Europe Spends 800 Billion Euro Annually on Brain Disorders, Experts Warn of Rising Treatment Cost

By @Len_IBTimes on

Researchers warn of a financial disaster waiting to happen among one-in-three Europeans, as the cost of treating brain disorders, such as depression, insomnia, Parkinson's and stroke, has more than doubled in just six years, according to a study.

In 2010, a survey revealed that one in three people in Europe suffers a brain disorder or care for somebody with one, bringing to almost 800 billion euro (£689 billion) the amount spent annually across Europe for brain disorder treatments.

In the UK alone, 9.7 million people are believed to have a brain disorder, at a cost of more than 134 billion euro (around £116 billion) a year.

Experts examined 30 countries and 19 groups of disorders, including anxiety disorders, addictions, brain tumours, childhood and adolescent developmental disorders, dementia, eating disorders, epilepsy, migraine, multiple sclerosis, Parkinson's, sleep disorders, stroke and traumatic brain injury.

The Telegraph reports, the researchers are experts from universities and hospitals across Europe. They warn their figures are ''very conservative'' and almost certainly an underestimate.

The team said dealing with brain disorders represents ''the number one economic challenge for European healthcare now and in the future.''

Mood disorders, such as depression and bipolar, are thought to be the most costly group, at more than 113 billion euro (£97 billion) each year, with 33.3 million sufferers.

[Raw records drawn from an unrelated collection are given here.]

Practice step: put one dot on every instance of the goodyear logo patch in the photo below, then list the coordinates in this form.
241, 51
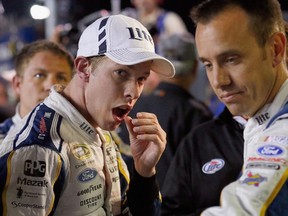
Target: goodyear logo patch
270, 150
213, 166
87, 175
253, 179
81, 151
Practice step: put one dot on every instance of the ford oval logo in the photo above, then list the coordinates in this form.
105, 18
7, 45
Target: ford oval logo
87, 175
213, 166
270, 150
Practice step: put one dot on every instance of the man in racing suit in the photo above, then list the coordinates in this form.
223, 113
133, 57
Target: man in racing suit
245, 64
207, 159
39, 65
62, 160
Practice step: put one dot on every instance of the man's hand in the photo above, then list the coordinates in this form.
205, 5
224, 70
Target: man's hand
147, 142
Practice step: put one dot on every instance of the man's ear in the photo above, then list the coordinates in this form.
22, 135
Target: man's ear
279, 45
83, 68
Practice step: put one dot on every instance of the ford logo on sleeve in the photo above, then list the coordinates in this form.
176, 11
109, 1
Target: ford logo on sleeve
87, 175
269, 150
213, 166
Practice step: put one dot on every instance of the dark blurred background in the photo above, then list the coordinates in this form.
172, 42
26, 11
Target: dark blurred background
17, 27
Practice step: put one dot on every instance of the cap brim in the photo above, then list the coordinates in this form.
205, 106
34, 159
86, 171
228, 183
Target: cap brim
160, 64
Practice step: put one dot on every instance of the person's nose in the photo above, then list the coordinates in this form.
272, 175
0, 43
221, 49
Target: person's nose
50, 81
132, 91
220, 77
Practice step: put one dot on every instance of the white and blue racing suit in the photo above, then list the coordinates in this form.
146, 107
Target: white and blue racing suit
262, 188
58, 164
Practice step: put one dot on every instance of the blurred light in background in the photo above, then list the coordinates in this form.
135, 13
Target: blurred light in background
39, 12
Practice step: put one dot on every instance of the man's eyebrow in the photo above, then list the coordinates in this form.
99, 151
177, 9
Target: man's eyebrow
222, 55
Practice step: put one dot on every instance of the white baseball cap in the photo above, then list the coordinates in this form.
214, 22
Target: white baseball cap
125, 41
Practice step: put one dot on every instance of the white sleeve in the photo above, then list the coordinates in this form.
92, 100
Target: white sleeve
264, 178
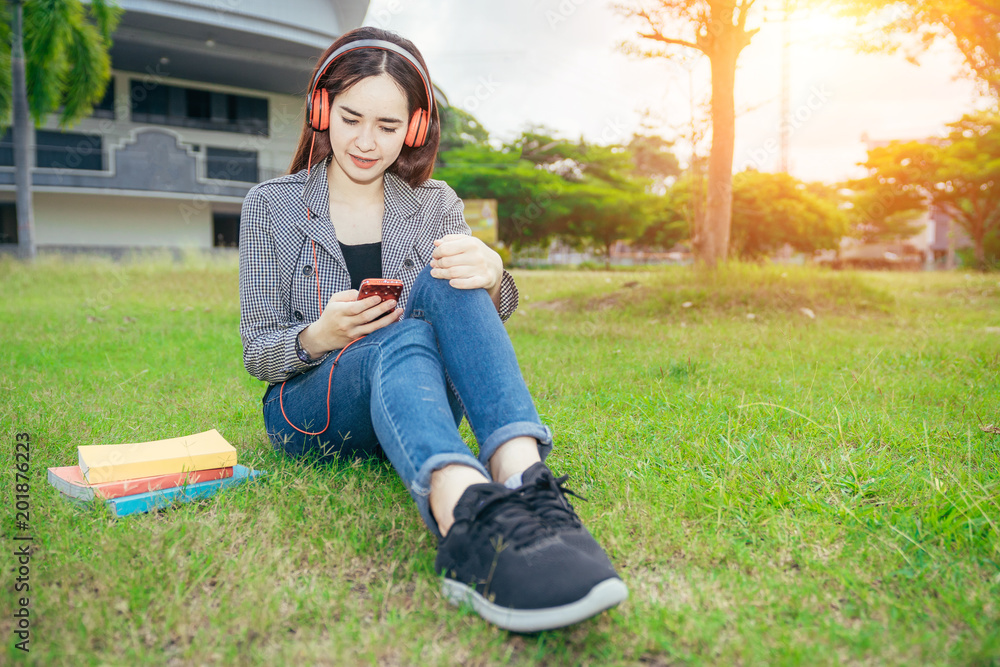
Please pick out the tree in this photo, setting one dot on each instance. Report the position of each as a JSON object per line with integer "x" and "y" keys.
{"x": 771, "y": 210}
{"x": 653, "y": 157}
{"x": 59, "y": 58}
{"x": 548, "y": 187}
{"x": 972, "y": 25}
{"x": 718, "y": 30}
{"x": 959, "y": 175}
{"x": 459, "y": 127}
{"x": 528, "y": 197}
{"x": 878, "y": 213}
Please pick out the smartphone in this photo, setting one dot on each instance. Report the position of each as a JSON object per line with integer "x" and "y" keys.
{"x": 385, "y": 288}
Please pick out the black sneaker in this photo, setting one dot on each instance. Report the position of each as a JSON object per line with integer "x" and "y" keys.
{"x": 516, "y": 572}
{"x": 546, "y": 495}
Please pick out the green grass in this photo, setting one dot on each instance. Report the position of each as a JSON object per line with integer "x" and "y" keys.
{"x": 774, "y": 490}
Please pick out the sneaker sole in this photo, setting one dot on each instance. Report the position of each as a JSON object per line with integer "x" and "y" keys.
{"x": 601, "y": 597}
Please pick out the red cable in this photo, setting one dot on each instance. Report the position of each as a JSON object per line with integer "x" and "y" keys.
{"x": 319, "y": 299}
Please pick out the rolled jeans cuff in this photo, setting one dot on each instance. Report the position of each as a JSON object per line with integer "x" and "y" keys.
{"x": 420, "y": 487}
{"x": 539, "y": 432}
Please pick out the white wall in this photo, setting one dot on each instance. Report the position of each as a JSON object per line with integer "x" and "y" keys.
{"x": 108, "y": 220}
{"x": 275, "y": 151}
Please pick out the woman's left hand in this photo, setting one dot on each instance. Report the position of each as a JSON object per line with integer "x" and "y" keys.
{"x": 466, "y": 263}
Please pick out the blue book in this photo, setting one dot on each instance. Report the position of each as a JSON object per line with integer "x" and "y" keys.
{"x": 153, "y": 500}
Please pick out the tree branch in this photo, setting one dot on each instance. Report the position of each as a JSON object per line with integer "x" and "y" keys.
{"x": 744, "y": 11}
{"x": 657, "y": 37}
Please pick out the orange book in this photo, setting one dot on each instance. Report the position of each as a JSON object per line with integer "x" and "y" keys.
{"x": 117, "y": 463}
{"x": 71, "y": 482}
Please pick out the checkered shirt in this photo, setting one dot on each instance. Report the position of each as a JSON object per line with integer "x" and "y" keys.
{"x": 278, "y": 296}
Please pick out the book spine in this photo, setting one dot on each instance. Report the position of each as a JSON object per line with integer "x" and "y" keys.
{"x": 145, "y": 502}
{"x": 132, "y": 487}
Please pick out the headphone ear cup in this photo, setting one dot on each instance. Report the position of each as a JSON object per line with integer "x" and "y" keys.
{"x": 416, "y": 132}
{"x": 319, "y": 118}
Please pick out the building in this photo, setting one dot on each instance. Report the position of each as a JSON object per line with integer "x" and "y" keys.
{"x": 206, "y": 99}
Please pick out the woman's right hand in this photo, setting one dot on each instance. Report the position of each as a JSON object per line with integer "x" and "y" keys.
{"x": 346, "y": 319}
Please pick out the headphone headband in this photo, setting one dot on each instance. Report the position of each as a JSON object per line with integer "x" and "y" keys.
{"x": 373, "y": 44}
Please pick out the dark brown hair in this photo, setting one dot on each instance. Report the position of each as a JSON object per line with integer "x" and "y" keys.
{"x": 414, "y": 165}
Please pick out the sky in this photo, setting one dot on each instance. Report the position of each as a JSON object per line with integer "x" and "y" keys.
{"x": 557, "y": 64}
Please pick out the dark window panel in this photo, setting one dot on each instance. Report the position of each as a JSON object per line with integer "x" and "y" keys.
{"x": 226, "y": 230}
{"x": 106, "y": 107}
{"x": 68, "y": 150}
{"x": 201, "y": 109}
{"x": 231, "y": 165}
{"x": 7, "y": 149}
{"x": 8, "y": 222}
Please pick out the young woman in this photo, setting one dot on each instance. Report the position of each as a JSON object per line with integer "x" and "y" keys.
{"x": 368, "y": 377}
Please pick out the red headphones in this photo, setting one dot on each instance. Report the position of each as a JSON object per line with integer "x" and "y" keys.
{"x": 318, "y": 109}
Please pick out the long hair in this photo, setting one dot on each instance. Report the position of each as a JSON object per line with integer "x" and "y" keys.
{"x": 414, "y": 165}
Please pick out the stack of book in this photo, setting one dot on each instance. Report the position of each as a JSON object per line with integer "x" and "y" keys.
{"x": 145, "y": 476}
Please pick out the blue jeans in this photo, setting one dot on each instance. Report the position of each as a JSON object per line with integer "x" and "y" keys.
{"x": 403, "y": 389}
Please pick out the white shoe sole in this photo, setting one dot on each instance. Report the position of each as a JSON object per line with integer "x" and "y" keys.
{"x": 604, "y": 595}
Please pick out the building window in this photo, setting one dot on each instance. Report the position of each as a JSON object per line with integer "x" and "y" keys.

Dementia ranks second at just over 105 billion euro (£90 billion), with more than 88 billion euro (£76 billion) of that coming from costs such as social care.

The number of people suffering brain disorders is expected to rise as people live longer.

''We have to emphasise that the burden of disorder of the brain will likely increase further, simply due to the continuing life expectancy in Europe,'' the experts said.

''Because of the ageing European population, degenerative disorders are particularly destined to become more common, such as dementia, Parkinson's disease and stroke, but anxiety and mood disorders are also very prevalent at high age.''

The team's report, calling for more investment in science and teaching, was published in the journal European Neuropsychopharmacology.

''Mental disorders represent a real challenge for society," said Professor Hans-Ulrich Wittchen, from the European College of Neuropsychopharmacology.

''They're not only highly prevalent but also very expensive - not because of their treatment costs, which are relatively low, but because of the indirect costs that come with the high levels of long-term disability they cause,'' he added.